Taking inspiration from the world of the theatrical, artists Rosie Emerson and Nina Fowler both create work focused around desire and beauty.

 Emerson’s figures draw reference from female archetypes old and new, from Artemis to the modern day super model. In using a variety of different processes, such as props, dramatic lighting, costume and collage, Emerson is able to create ethereal and enchanting images. Removing her subjects from the every-day world she elevates them to a goddess-like status. Staged without context or background, her heroines are objectified and adorned, representative of a constructed reality, imagined and manipulated by Emerson herself.

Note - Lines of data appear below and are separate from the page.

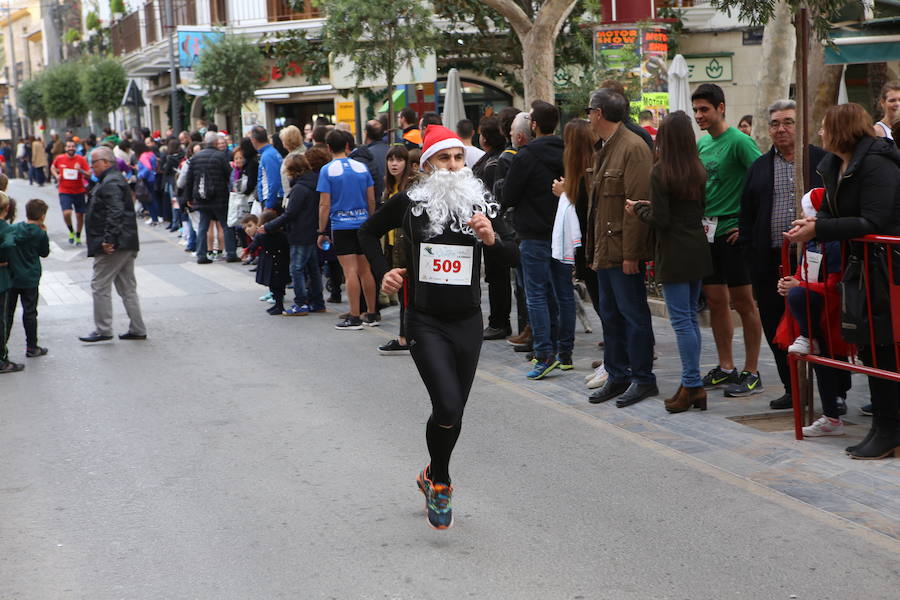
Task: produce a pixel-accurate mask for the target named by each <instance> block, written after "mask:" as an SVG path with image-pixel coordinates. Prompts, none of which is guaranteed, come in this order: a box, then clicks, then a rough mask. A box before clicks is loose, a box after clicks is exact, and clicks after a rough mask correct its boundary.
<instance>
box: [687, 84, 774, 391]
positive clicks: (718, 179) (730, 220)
mask: <svg viewBox="0 0 900 600" xmlns="http://www.w3.org/2000/svg"><path fill="white" fill-rule="evenodd" d="M691 103H692V105H693V109H694V119H695V120H696V121H697V125H698V126H699V127H700V129H702V130H704V131H706V132H708V133H709V135H707V136H703V137H702V138H700V140H699V141H698V142H697V150H698V152H699V154H700V162H702V163H703V166H704V167H706V210H705V211H704V214H705V216H704V219H703V225H704V228H705V229H706V234H707V239H708V240H709V242H710V251H711V252H712V258H713V268H714V272H713V274H712V275H710V276H709V277H707V278H705V279H704V280H703V295H704V297H705V298H706V302H707V304H708V305H709V313H710V320H711V322H712V330H713V338H714V339H715V342H716V351H717V353H718V355H719V364H718V365H717V366H716V367H715V368H714V369H712V370H711V371H710V372H709V373H707V375H706V377H704V378H703V385H704V387H706V388H707V389H711V388H717V387H723V386H724V387H725V396H727V397H740V396H749V395H751V394H758V393H760V392H762V391H763V386H762V380H761V379H760V377H759V367H758V363H759V350H760V343H761V340H762V324H761V322H760V319H759V311H758V310H757V307H756V302H755V301H754V299H753V288H752V287H751V284H750V272H749V269H748V268H747V263H746V261H745V260H744V257H743V256H742V254H741V251H740V248H739V247H738V246H737V239H738V217H739V215H740V212H741V196H742V195H743V191H744V180H745V178H746V175H747V169H749V168H750V165H752V164H753V162H754V161H755V160H756V159H757V158H759V156H760V154H761V153H760V151H759V148H758V147H757V146H756V142H754V141H753V139H752V138H751V137H750V136H748V135H746V134H744V133H742V132H741V131H739V130H738V129H735V128H734V127H729V126H728V124H727V123H726V122H725V93H724V92H723V91H722V88H720V87H719V86H717V85H715V84H712V83H704V84H702V85H700V86H699V87H698V88H697V90H696V91H695V92H694V93H693V95H692V96H691ZM731 306H734V309H735V310H736V311H737V312H738V315H740V317H741V325H742V327H743V329H744V350H745V353H744V368H743V369H742V370H741V371H740V373H739V372H738V371H737V369H736V368H735V365H734V356H733V353H732V348H731V345H732V341H733V339H734V326H733V325H732V322H731V308H730V307H731Z"/></svg>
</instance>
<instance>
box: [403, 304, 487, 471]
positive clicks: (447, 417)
mask: <svg viewBox="0 0 900 600" xmlns="http://www.w3.org/2000/svg"><path fill="white" fill-rule="evenodd" d="M483 328H484V323H483V321H482V318H481V312H477V313H475V314H474V315H472V316H471V317H465V318H462V319H456V320H452V321H445V320H442V319H438V318H436V317H432V316H430V315H425V314H422V313H420V312H415V311H413V310H407V312H406V335H407V337H408V340H409V342H408V343H409V344H410V346H411V347H410V354H411V355H412V358H413V361H415V363H416V368H417V369H418V370H419V375H420V376H421V377H422V382H423V383H424V384H425V389H427V390H428V395H429V396H430V398H431V416H430V417H429V419H428V424H427V426H426V428H425V439H426V442H427V443H428V453H429V454H430V455H431V469H430V471H431V478H432V480H433V481H439V482H442V483H450V472H449V469H450V455H451V454H452V453H453V447H454V446H455V445H456V440H457V439H459V432H460V429H461V427H462V416H463V411H464V410H465V408H466V401H467V400H468V399H469V391H470V390H471V389H472V382H473V381H474V379H475V369H476V368H477V367H478V356H479V354H480V353H481V339H482V335H483V331H482V330H483Z"/></svg>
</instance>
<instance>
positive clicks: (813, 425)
mask: <svg viewBox="0 0 900 600" xmlns="http://www.w3.org/2000/svg"><path fill="white" fill-rule="evenodd" d="M803 435H804V437H824V436H826V435H844V423H843V421H840V420H838V422H837V423H835V422H834V421H832V420H831V419H829V418H828V417H826V416H825V415H822V416H821V417H819V418H818V420H816V422H815V423H813V424H812V425H810V426H809V427H804V428H803Z"/></svg>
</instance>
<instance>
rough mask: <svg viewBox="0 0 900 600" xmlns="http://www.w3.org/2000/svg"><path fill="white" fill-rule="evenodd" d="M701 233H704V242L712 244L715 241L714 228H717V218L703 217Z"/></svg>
mask: <svg viewBox="0 0 900 600" xmlns="http://www.w3.org/2000/svg"><path fill="white" fill-rule="evenodd" d="M700 223H702V224H703V231H704V232H705V233H706V241H707V242H709V243H710V244H712V243H713V242H715V241H716V227H718V226H719V217H703V219H701V221H700Z"/></svg>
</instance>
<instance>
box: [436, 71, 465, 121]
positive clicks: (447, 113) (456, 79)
mask: <svg viewBox="0 0 900 600" xmlns="http://www.w3.org/2000/svg"><path fill="white" fill-rule="evenodd" d="M465 118H466V109H465V107H464V106H463V101H462V85H461V84H460V82H459V71H457V70H456V69H450V72H449V73H447V88H446V90H445V93H444V113H443V114H442V115H441V119H442V120H443V122H444V127H447V128H448V129H450V130H452V131H456V124H457V123H458V122H459V121H460V120H461V119H465Z"/></svg>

Through her unique methods, Emerson shifts the preconceived replicating nature of the traditional screen printing method. Natural materials such as ash, sawdust and charcoal combine with collage and photography to make each piece of work highly original.

Nominated for the BP Portrait Award in 2008 and shortlisted for the Jerwood Drawing Prize in 2010, Fowler’s energized drawings have a tactile quality that not only celebrates her meticulous draftsmanship but also pays homage to the characters in the effigies. Focusing on the lesser known actresses of Hollywood’s Golden Age, but removed from their celluloid backdrops, Fowler’s female characters become suspended in time, immortalised in fractured moments. Sitting alongside their 2D counterparts, the sculptures in the exhibition meticulously depict their sirens. Alluding again to the theatrical, Fowlers bozzetti are perfect from a fixed viewing position only, fully modelled from one side they evoke the singularly important façade of the big screen.

All of Fowler’s artworks in the exhibition disclose glimpses of a dark reality behind the perfectly represented façades she presents. Frozen grimaces on women suspended in a brawl, silent sadness etched onto the portraits of her starlets and statues melting back into the material from which they are formed. Submerging the viewer in a world of fantasy, Emerson’s statuesque, mythical beings offer a convincing suspension of disbelief while Fowler’s intricate, expressive drawings depict a moment delicately suspended and severed from all context. The artworks are reminiscent of theatre stage sets immersing the viewer in an alternate reality, unaware of the complexities behind the constructed façade.